Mon deuxième article "Spécial Mariage" vous propose une autre fable de Jean de La Fontaine : son titre est La jeune Veuve.
Tableau de Claude-Marie Dubufe
La jeune Veuve
La perte d'un époux ne va point sans soupirs,
On fait beaucoup de bruit ; et puis on se console :
Sur les ailes du Temps la tristesse s'envole,
Le Temps ramène les plaisirs.
Entre la veuve d'une année
Et la veuve d'une journée
La différence est grande ; on ne croirait jamais
Que ce fût la même personne :
L'une fait fuir les gens, et l'autre a mille attraits.
Aux soupirs vrais ou faux celle-là s'abandonne ;
C'est toujours même note et pareil entretien ;
On dit qu'on est inconsolable ;
On le dit, mais il n'en est rien,
Comme on verra par cette fable,
Ou plutôt par la vérité.
L'époux d'une jeune beauté
Partait pour l'autre monde. A ses côtés, sa femme
Lui criait : « Attends-moi, je te suis ; et mon âme,
Aussi bien que la tienne, est prête à s'envoler. »

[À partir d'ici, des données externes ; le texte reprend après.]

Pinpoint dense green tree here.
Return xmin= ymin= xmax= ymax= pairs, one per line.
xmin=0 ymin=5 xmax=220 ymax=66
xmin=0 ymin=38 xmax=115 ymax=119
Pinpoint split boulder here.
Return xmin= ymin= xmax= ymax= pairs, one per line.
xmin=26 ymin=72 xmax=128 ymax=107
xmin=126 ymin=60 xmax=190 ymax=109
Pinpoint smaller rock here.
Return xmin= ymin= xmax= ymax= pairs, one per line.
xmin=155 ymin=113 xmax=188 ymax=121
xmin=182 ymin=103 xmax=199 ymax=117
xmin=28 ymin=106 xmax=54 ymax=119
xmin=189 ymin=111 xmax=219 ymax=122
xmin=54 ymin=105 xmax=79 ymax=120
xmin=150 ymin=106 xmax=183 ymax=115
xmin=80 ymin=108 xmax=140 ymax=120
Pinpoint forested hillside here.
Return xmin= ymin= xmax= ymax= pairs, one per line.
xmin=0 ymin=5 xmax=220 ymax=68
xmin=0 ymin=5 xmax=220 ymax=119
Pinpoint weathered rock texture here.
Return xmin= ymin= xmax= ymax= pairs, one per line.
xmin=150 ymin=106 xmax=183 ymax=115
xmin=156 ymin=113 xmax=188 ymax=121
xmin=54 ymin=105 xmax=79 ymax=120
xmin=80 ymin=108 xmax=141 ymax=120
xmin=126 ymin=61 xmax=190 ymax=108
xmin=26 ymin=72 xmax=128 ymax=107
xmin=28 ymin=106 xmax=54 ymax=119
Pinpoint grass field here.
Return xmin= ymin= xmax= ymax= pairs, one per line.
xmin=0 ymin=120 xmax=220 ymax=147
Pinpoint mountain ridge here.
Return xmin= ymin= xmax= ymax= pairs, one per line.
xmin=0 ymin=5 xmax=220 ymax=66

Le mari fait seul le voyage.
La belle avait un père, homme prudent et sage ;
Il laissa le torrent couler.
A la fin, pour la consoler :
« Ma fille, lui dit-il, c'est trop verser de larmes :
Qu'a besoin le défunt que vous noyiez vos charmes ?
Puisqu'il est des vivants, ne songez plus aux morts.
Je ne dis pas que tout à l'heure
Une condition meilleure
Change en des noces ces transports ;
Mais, après certain temps, souffrez qu'on vous propose
Un époux beau, bien fait, jeune, et tout autre chose
Que le défunt. — Ah ! dit-elle aussitôt,
Un cloître est l'époux qu'il me faut. »
Le père lui laissa digérer sa disgrâce.
Un mois de la sorte se passe ;
L'autre mois, on l'emploie à changer tous les jours
Quelque chose à l'habit, au linge, à la coiffure :
Le deuil enfin sert de parure,
En attendant d'autres atours ;
Toute la bande des amours
Revient au colombier ; les jeux, les ris, la danse,
Ont aussi leur tour à la fin :
On se plonge soir et matin
Dans la fontaine de Jouvence.
Le père ne craint plus ce défunt tant chéri ;
Mais comme il ne parlait de rien à notre belle :
« Où donc est le jeune mari
Que vous m'avez promis ? » dit-elle.